The new module 'Ransomware encryption Protection' has the purpose to detect processes that encrypt files on the endpoint with malicious intent.
In this article you will find:
1. Windows Service - the installation process
2. How it works
4. Dashboard view
1. Windows Service
Upon installing the agent, a new windows service will be installed: Heimdal Insights.
The service is responsible for permanently scanning the active processes and mapping out each process action, as well as searching for encryption patterns in running processes.
The Heimdal Insights service will run only if the module is enabled in the Group Policy.
The module is available only for enterprise customers, not for consumers. Even if the service is being installed, home users will never see it running.
2. How it works
The module is processing kernel events for IO reads, writes, directory enumeration, and file execution. Patterns are being matched against the collected events after studying the same patterns that are being created by actual ransomware. The engine will allow 3 files to get encrypted until it will give the verdict that the process is suspicious. Once flagged, details about the suspicious process are being gathered and sent to the Heimdal servers. Details include the process command line arguments, the network connections (IP and port), read/write operation count at the moment of detection, and as well the process tree from the suspicious process, trace-back until the root process.
* kernel events- some of these rootkits resemble device drivers or loadable modules, giving them unrestricted access to the target computer. These rootkits avoid detection by operating at the same security level as the OS.
Examples include FU, Knark, Adore, Rkit, and Da IOS.
The actual agent has no user interface for this module at this point. However, there is an option in the group policy that will allow the agent to show balloon notifications when a suspicious process event arrives.
4. Dashboard view
You can find this option on the left-side menu, at the Endpoint under your Next-gen Antivirus module.
Latest detections view
The main dashboard view should show the latest detections found, according to the timeframe selected.
There is the ability to filter the events by various columns, and there are 2 icons present in the “Process Name” column: a link to virus total, to check the file based on its MD5, and a (F)orensics icon, that will drill down to inspect the detection further. There’s also the option to export this view as a CSV file.
There is also an option to exclude one or more detections, in case of false positives. Clicking the exclude button (after selecting at least one detection) will bring out a popup, asking the user more details about the exclusion.
The options are to get the exclusion into one or more (or all) group policies, and the exclusion could be done by file name or by file path:
This is the view where you are able to see the hostnames with the most detections:
This option takes the user to the client specifics view, by clicking a hostname from any of Encryption Detection’s main views. Here, the same view as the “Latest detections view” is being shown, filtered by that specific hostname, and without the redundant hostname column.

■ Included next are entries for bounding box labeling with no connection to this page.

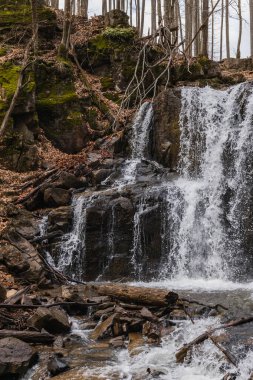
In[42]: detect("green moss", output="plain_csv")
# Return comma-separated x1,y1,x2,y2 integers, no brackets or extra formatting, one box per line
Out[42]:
102,27,136,42
100,77,114,91
0,0,56,27
104,92,121,104
0,46,7,57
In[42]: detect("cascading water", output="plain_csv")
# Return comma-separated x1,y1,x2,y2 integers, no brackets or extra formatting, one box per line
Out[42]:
160,84,253,279
116,102,153,186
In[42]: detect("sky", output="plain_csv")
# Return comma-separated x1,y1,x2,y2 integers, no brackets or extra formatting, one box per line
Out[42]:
60,0,250,59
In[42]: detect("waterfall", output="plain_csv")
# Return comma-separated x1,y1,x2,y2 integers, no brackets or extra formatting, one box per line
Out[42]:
163,84,253,279
116,102,153,187
56,196,91,280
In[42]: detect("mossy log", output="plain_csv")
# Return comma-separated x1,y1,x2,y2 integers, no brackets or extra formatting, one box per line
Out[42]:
88,284,178,307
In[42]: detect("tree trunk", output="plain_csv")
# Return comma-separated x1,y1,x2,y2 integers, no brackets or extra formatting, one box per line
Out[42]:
151,0,156,36
249,0,253,57
91,283,178,307
102,0,107,16
30,0,39,57
220,0,224,61
236,0,242,58
140,0,146,37
226,0,230,59
201,0,209,57
61,0,71,51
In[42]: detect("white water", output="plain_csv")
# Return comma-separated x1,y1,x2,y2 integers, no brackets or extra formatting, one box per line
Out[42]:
116,102,153,187
159,84,253,280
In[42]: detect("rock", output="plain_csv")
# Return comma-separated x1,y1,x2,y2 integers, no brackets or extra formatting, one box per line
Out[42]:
47,354,70,376
90,314,117,340
44,187,71,207
127,332,145,356
0,338,37,379
105,9,129,28
153,89,181,171
0,284,7,302
1,229,44,282
47,206,72,232
53,172,86,190
28,306,70,334
92,169,113,186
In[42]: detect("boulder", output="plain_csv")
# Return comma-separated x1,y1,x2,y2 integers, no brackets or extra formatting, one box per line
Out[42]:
105,9,129,28
53,172,86,190
0,338,37,379
0,284,7,302
92,169,113,186
47,353,70,376
44,187,71,207
47,206,72,232
153,89,181,171
28,306,70,334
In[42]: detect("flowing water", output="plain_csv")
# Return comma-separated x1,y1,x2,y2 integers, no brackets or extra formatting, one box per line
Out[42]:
36,83,253,380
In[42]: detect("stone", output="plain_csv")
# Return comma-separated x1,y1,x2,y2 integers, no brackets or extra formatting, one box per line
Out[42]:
92,169,113,186
0,229,44,282
44,187,71,207
0,284,7,302
105,9,129,28
47,206,72,232
0,338,37,379
28,306,70,334
152,89,181,171
53,171,86,190
47,353,70,376
90,314,117,340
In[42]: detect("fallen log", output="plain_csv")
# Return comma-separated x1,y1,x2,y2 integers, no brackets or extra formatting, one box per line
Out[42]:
0,302,99,309
4,285,31,305
176,317,253,364
91,284,178,307
0,330,55,344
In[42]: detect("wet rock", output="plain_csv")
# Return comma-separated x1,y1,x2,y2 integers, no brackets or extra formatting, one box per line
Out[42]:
53,172,86,190
0,338,37,379
105,9,129,28
47,354,70,376
28,307,70,334
1,229,44,282
92,169,113,186
44,187,71,207
48,206,72,232
0,284,7,302
90,314,117,340
153,89,181,171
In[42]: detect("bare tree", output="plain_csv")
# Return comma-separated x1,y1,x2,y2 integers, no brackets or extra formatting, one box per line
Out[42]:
249,0,253,57
201,0,209,57
226,0,230,58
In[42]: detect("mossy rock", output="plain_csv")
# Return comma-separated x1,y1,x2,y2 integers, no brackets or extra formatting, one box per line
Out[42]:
100,77,114,91
0,0,56,27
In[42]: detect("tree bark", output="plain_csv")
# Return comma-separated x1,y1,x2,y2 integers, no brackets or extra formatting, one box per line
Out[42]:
249,0,253,57
88,284,178,307
201,0,209,57
236,0,242,58
226,0,230,59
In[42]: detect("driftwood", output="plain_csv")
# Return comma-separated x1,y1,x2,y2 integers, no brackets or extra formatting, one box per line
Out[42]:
91,284,178,307
176,317,253,365
4,286,31,305
0,302,99,309
0,330,55,344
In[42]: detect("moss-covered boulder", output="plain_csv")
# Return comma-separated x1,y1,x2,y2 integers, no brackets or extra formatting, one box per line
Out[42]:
36,62,88,153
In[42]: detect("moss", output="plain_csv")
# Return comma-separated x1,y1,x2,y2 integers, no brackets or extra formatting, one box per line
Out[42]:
100,77,114,91
104,92,121,104
0,0,56,27
0,46,7,57
102,27,136,42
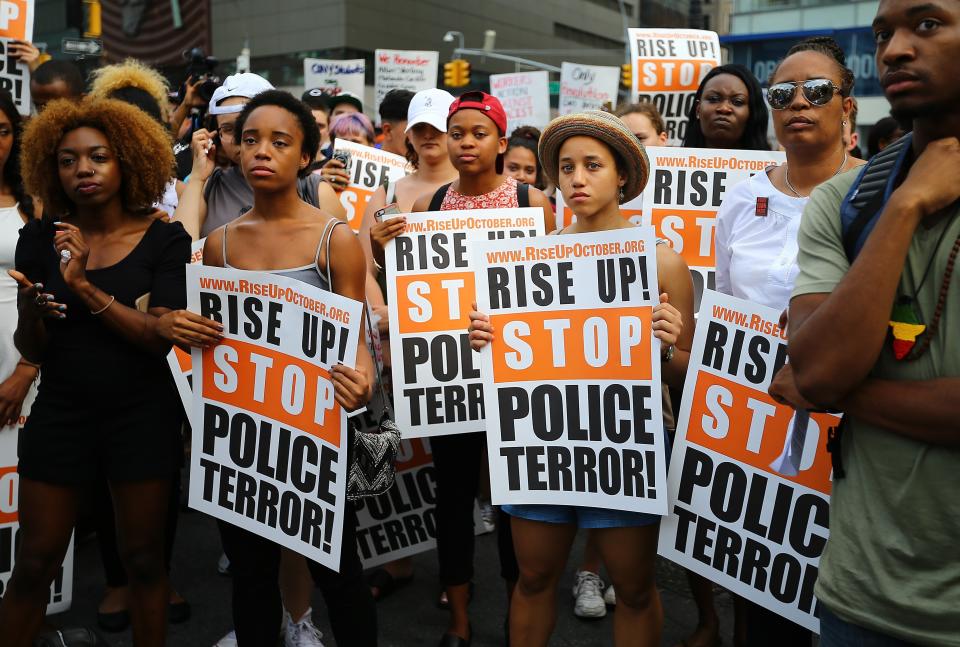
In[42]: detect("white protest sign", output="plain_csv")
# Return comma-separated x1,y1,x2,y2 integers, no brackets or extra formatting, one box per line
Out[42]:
659,291,839,631
386,207,544,438
474,227,667,514
0,388,73,615
643,146,786,311
333,139,407,231
490,72,550,135
303,58,366,99
374,49,440,119
629,29,720,146
187,265,363,570
0,0,34,116
559,63,620,115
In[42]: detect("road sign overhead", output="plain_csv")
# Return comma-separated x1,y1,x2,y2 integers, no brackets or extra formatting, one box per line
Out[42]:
60,38,103,54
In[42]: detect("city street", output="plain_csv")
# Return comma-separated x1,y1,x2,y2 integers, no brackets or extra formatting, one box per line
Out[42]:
50,512,733,647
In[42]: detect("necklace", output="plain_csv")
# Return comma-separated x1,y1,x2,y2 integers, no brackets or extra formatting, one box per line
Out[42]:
783,151,847,198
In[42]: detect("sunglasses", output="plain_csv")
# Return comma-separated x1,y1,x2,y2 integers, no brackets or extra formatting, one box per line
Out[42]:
767,79,842,110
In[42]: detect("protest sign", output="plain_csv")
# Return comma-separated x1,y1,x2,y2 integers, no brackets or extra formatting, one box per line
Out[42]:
629,29,720,146
385,207,544,438
303,58,366,99
187,265,363,570
474,227,667,514
490,72,550,135
0,0,34,117
0,392,73,614
357,438,483,569
374,49,440,118
333,139,407,231
559,63,620,115
643,146,786,311
659,291,839,631
555,189,643,229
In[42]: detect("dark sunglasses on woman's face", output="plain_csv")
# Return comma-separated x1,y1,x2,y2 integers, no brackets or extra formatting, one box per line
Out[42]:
767,79,840,110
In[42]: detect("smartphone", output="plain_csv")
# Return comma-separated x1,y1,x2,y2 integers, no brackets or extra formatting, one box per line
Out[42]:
373,202,400,222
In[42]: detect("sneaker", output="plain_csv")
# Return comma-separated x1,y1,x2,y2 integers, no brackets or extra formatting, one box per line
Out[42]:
603,584,617,607
573,571,607,618
480,501,497,535
217,553,230,575
283,609,323,647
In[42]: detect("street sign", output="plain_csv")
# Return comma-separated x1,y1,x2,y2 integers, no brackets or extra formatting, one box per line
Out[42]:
60,38,103,56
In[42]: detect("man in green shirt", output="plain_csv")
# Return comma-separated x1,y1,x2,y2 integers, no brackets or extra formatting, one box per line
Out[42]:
773,0,960,647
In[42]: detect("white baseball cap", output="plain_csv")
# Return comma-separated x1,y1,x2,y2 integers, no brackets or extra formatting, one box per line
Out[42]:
207,72,273,115
405,88,454,133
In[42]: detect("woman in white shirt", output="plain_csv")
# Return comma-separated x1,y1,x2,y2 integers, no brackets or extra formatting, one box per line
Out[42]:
712,37,863,647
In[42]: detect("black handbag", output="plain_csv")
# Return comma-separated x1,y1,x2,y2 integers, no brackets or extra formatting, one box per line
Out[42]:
326,221,400,501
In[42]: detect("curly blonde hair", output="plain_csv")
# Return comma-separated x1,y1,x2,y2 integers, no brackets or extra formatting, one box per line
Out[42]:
20,97,174,216
89,58,170,118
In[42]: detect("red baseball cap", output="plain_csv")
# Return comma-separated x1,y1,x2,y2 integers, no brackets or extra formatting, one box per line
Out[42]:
447,90,507,135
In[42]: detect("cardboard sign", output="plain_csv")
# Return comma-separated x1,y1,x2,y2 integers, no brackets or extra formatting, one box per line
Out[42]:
474,227,667,514
303,58,367,100
559,63,620,115
187,265,363,570
0,0,34,116
659,291,839,631
629,29,720,146
555,189,643,229
385,207,544,438
374,49,440,123
334,139,407,232
0,384,73,615
643,146,786,311
490,72,550,135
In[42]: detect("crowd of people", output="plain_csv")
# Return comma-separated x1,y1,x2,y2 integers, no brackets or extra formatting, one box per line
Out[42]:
0,0,960,647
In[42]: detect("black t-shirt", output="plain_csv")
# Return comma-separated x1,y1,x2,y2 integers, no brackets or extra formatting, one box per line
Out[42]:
16,220,190,404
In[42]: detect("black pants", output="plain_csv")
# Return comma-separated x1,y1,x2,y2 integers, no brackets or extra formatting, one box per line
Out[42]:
94,470,180,589
217,503,377,647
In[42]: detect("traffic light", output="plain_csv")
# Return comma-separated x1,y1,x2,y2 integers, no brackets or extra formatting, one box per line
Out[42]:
443,58,470,88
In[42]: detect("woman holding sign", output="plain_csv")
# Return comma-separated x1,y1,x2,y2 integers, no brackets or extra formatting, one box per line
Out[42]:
163,90,377,647
470,111,693,647
0,99,190,647
712,37,863,647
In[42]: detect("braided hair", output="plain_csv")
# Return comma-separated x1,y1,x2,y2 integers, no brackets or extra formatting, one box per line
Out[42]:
0,90,36,219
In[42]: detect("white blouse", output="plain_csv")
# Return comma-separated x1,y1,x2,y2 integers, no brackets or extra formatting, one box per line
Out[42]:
716,172,809,311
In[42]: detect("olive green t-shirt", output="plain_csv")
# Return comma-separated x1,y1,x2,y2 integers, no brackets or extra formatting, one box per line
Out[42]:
793,170,960,646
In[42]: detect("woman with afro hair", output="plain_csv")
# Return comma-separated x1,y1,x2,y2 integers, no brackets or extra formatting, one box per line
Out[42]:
0,99,190,647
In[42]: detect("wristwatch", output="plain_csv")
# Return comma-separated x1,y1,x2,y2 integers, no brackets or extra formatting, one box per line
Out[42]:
660,344,675,364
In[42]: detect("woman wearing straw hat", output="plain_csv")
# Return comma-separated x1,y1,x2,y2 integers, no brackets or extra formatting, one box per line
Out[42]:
470,111,693,646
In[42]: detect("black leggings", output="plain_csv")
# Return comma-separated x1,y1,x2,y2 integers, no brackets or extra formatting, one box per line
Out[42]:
94,470,180,589
217,503,377,647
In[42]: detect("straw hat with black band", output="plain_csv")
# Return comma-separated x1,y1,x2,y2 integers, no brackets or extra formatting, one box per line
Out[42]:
540,110,650,204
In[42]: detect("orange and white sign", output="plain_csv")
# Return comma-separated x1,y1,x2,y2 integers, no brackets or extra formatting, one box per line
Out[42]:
334,139,407,231
187,265,363,570
474,227,667,514
0,0,34,116
386,207,544,438
642,146,786,309
629,29,720,146
659,291,839,631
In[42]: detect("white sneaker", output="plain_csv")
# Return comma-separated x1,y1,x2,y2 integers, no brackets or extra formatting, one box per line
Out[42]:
283,609,323,647
603,584,617,607
573,571,607,618
480,501,497,535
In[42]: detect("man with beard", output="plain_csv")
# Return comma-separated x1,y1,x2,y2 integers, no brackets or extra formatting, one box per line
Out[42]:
771,0,960,647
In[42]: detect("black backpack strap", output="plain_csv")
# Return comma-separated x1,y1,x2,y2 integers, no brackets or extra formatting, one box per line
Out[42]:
427,182,453,211
517,182,530,207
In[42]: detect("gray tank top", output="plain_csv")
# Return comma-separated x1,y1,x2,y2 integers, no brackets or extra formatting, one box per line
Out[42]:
223,218,347,292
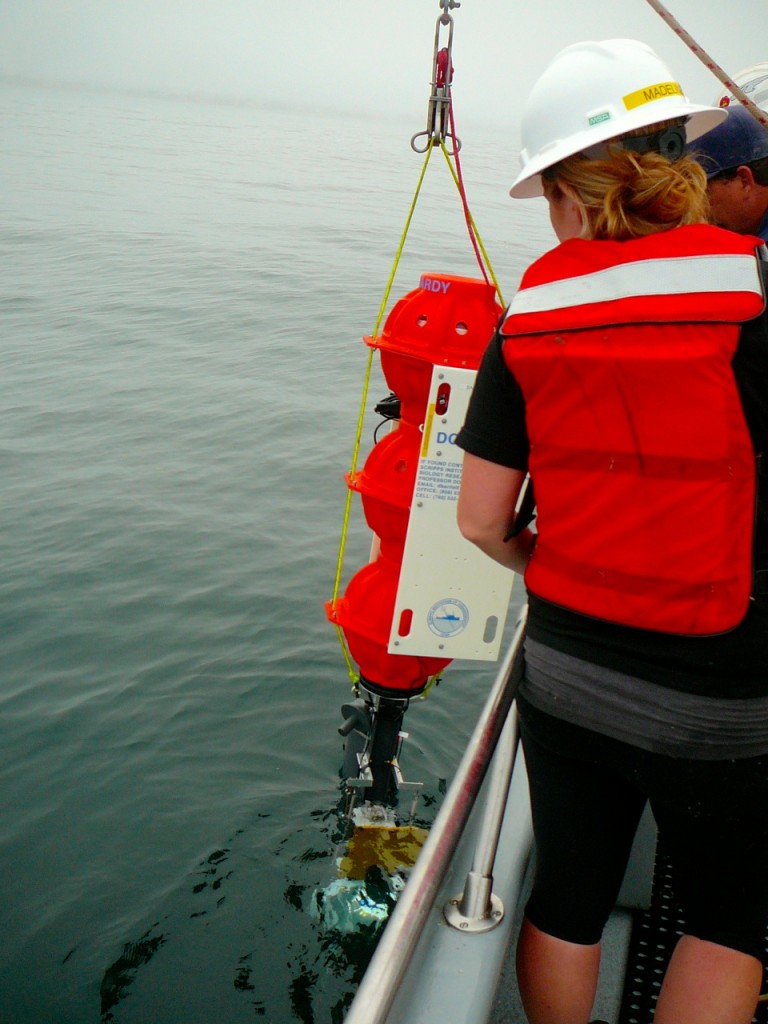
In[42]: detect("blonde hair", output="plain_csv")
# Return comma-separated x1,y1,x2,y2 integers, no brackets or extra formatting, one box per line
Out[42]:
542,145,709,241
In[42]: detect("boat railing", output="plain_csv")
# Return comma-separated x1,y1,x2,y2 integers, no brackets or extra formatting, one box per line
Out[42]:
344,607,527,1024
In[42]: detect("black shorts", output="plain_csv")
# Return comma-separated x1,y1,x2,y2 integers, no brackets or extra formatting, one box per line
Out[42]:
519,700,768,962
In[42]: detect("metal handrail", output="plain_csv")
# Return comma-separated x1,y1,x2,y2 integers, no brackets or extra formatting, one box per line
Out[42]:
344,607,527,1024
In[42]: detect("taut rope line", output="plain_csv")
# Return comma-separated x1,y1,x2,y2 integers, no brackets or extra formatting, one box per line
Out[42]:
648,0,768,127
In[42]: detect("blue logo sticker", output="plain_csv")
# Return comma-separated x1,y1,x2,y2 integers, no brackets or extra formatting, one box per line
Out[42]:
427,597,469,637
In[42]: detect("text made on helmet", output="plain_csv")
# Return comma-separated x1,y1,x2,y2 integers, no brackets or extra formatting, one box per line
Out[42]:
419,276,451,295
623,82,683,111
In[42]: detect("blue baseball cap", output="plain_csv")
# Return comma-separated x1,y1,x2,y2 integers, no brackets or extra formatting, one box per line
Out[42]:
688,104,768,178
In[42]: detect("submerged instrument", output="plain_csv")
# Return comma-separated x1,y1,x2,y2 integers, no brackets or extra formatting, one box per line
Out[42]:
317,0,513,930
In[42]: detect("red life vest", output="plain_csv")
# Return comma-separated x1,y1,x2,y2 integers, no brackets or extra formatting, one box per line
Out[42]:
502,225,765,635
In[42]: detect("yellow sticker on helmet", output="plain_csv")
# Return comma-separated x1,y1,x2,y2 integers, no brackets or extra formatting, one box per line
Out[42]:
624,82,685,111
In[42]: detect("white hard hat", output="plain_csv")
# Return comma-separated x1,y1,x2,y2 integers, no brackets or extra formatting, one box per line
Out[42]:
715,60,768,114
510,39,727,199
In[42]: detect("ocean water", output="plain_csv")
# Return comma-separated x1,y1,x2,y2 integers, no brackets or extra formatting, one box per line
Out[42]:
0,81,551,1024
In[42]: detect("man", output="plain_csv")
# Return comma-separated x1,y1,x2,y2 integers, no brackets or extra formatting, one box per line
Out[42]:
691,103,768,242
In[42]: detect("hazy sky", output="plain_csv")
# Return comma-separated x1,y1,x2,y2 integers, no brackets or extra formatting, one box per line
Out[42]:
0,0,768,130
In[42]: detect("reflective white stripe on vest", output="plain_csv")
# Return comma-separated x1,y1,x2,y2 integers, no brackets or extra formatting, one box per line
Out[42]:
509,254,763,314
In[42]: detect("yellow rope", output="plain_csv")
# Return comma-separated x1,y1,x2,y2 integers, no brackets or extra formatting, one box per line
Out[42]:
331,145,432,686
331,132,504,684
440,142,506,306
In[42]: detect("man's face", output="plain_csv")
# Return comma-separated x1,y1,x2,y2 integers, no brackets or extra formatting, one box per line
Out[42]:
707,167,768,234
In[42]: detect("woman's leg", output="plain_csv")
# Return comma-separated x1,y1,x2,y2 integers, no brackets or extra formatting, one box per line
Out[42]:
517,707,645,1024
517,919,600,1024
654,935,763,1024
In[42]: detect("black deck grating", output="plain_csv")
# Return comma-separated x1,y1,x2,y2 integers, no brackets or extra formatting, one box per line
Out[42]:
618,844,768,1024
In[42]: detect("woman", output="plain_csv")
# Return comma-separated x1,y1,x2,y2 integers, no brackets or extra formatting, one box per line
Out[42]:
459,40,768,1024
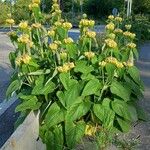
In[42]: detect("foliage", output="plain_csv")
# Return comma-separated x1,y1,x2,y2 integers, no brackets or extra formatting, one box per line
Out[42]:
7,0,143,150
133,0,150,14
0,2,10,25
84,0,124,18
123,14,150,42
12,0,31,24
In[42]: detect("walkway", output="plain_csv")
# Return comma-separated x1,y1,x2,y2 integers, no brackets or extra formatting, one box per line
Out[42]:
126,43,150,150
0,32,150,150
0,32,13,103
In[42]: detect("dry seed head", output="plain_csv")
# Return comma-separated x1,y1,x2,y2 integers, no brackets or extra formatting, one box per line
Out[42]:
106,22,115,30
105,39,117,48
6,19,15,25
19,21,28,29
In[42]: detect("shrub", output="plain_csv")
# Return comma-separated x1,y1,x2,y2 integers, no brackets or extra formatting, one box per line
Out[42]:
120,14,150,42
6,0,143,150
84,0,124,18
0,2,10,25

The same exclude option is available from here, as well:
By clicking the (F)orensics button (or the process name) will navigate the user to the Alert Details page. Here, the whole process tree will be shown, with the suspicious process selected by default and it’s details (network connections, MD5, path, username, etc.) shown.
You are also able to click various nodes ( points) in the tree and it will dynamically show you the node's properties.
In the above view, the user has an option to select one or more network connections and choose to block in firewall (if the module is enabled for the customer) the respective remote IP (Destination IP). Clicking “Block in firewall” will open a similar popup, asking the user for the group policy(policies) for which a new firewall block rule will be created, for that specific IP (the port won't be taken in consideration, all ports will be blocked for the selected IP(s)).
Behavior: The user can verify the encrypted files by going at the same view:
Left view of the Dashboard, under the Endpoint Detection module: Ransomware Encryption Protection - Latest view detection - Click on the Forensics button ( Alert details).
The Encryption Detection settings are found under Endpoint Detection as well. Here you will find a list of options that you can use:
A tick box for enabling/disabling the module, a tick box for enabling agent balloon notifications, and an exclusions control, allowing the user to add exclusions by file name, file path or directory, as well as importing a CSV of exclusions.
1. Enabling the option
2. Default action on detection - choose 'block' to instantly terminate the detected process and prevent it from running again, unless excluded.
3. Enable balloon notifications - enabling this feature will allow you to see balloon notifications when an encryption is detected.
4. Exclusion list - you can exclude files by name, path or directory.
In the right view, you will see two options: Import and Sample CSV
*You are able to add any domain or CSV file using the Import tool.
*On the Sample CSV the user can find an example of how the CSV file must look:
c:\Test,Directory name.exe,FileName C:\Test\User\test.exe,FilePath
5. Use drive source - enabling this feature will install and use a kernel mini-filter driver, improving the speed of detection.
Pay attention! This option needs a higher memory because the consumption will increase by adding it.